The same was true in Canada as I detail in my 2010 book Canada and Israel: Building Apartheid. The first Canadian Holocaust memorial was established in Montreal in 1977.

Since Finkelstein published his book in 2000 commemorations of Nazi crimes against European Jewry have grown multifold. In recent years most Canadian provinces have mandated Nazi holocaust education in their curriculums.
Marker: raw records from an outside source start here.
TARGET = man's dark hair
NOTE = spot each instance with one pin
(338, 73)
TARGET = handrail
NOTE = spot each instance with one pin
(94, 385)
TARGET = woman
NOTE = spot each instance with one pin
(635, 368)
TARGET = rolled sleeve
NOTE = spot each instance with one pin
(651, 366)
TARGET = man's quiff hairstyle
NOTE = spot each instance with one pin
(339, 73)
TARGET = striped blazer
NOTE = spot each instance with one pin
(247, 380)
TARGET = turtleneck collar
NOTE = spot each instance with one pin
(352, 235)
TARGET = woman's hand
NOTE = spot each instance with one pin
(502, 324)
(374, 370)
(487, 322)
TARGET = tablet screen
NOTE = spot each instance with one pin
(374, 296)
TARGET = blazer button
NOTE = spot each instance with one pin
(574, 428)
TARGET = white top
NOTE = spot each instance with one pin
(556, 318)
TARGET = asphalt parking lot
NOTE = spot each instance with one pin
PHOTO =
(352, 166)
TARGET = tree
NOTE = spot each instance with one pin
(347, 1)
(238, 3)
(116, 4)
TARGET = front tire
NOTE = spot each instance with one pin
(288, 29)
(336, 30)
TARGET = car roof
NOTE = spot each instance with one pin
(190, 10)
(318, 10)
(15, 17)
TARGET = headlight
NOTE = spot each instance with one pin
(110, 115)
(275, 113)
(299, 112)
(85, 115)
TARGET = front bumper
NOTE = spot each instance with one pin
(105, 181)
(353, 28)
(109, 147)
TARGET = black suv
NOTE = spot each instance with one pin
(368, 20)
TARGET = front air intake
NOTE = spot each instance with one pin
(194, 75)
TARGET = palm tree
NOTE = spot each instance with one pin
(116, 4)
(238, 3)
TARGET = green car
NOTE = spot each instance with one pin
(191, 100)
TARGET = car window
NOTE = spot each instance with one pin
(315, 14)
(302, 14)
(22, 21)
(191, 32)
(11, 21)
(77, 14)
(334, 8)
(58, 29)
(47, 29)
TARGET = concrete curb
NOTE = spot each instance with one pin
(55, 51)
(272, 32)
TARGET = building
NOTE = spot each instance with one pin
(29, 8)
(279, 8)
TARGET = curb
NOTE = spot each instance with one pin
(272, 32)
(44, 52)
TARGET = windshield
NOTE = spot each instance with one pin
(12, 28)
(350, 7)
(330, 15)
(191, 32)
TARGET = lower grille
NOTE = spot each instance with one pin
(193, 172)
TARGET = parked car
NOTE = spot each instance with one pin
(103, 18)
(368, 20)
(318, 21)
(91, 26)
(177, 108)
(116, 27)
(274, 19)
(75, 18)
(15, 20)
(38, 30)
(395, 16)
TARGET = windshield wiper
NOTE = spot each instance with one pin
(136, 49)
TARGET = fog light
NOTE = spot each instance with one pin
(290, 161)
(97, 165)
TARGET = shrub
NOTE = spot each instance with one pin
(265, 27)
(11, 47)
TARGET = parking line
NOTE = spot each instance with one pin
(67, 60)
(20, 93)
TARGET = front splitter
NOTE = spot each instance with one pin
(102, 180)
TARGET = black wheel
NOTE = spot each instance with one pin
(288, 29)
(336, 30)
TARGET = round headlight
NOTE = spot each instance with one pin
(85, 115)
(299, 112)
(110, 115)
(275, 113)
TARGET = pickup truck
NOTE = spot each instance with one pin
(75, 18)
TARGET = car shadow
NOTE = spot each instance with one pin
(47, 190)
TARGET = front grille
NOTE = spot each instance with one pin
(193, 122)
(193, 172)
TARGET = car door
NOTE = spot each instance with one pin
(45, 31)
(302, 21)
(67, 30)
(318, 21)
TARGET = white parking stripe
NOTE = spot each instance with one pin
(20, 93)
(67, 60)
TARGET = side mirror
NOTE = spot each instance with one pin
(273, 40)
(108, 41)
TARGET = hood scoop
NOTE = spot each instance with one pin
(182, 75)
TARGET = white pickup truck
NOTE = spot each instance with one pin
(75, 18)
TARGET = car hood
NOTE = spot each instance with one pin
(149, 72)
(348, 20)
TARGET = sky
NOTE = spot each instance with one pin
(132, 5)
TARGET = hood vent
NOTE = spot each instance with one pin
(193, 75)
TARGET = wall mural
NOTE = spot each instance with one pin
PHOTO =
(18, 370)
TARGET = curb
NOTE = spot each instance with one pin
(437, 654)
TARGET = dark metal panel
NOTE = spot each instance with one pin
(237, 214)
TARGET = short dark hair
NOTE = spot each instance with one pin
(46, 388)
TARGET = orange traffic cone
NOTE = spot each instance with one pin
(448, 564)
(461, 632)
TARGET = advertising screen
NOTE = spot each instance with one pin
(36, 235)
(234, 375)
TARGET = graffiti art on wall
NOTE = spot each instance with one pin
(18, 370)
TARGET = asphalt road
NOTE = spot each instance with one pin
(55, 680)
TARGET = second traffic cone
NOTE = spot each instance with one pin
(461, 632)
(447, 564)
In the past 20 months the various holocaust museums and education centres across the country have openly promoted Israel’s genocide. As I recently detailed, the Montreal Holocaust Museum has promoted Israel’s crimes. On May 27 the Montreal Holocaust Museum launched a major research initiative with Francophone Quebec academics and students. The keynote speaker was one of France’s leading academic promoters of Israel’s holocaust in Gaza, Eva Illouz. A Hebrew university and École des hautes études en sciences sociales professor, Illouz spoke about her recent book généalogie d’une haine vertueuse (Genealogy of a Virtuous Hatred), which claims leftist opposition to Israel’s crimes is anti-Jewish. Illouz has called this new antisemitism “more perverse than its predecessor”. In February 2024 she told the Jewish Forward, “I am forced to reckon I was oblivious to a subterranean antisemitism that had been simmering below the surface. It is made of various ideologies, including Soviet-inspired anti-Zionism, politically radical Islam, and post-colonial undermining of the legitimacy of Israel. This antisemitism is more perverse than its predecessor because it is proffered in the name of progressive values, thereby creating enormous confusion on the Left, high jacking its rhetoric, and disempowering the Israel left itself. …. I lost respect for segments of the Left, including the Jewish Left like Jewish Currents or The Jewish Voice of Peace, who were unable to live up to the demands of the hour and show compassion and solidarity with the victims of a pogrom [Palestinians breaking from their cage on October 7, 2003].”

By insisting the only lens from which to view Israel’s actions is one of Jewish victimhood, these holocaust museums/monuments exploit the memory of the 85-year-old Nazi holocaust to justify Israel’s ongoing one. Until Israel and its supporters empathize with Palestinians they feed inhumanity.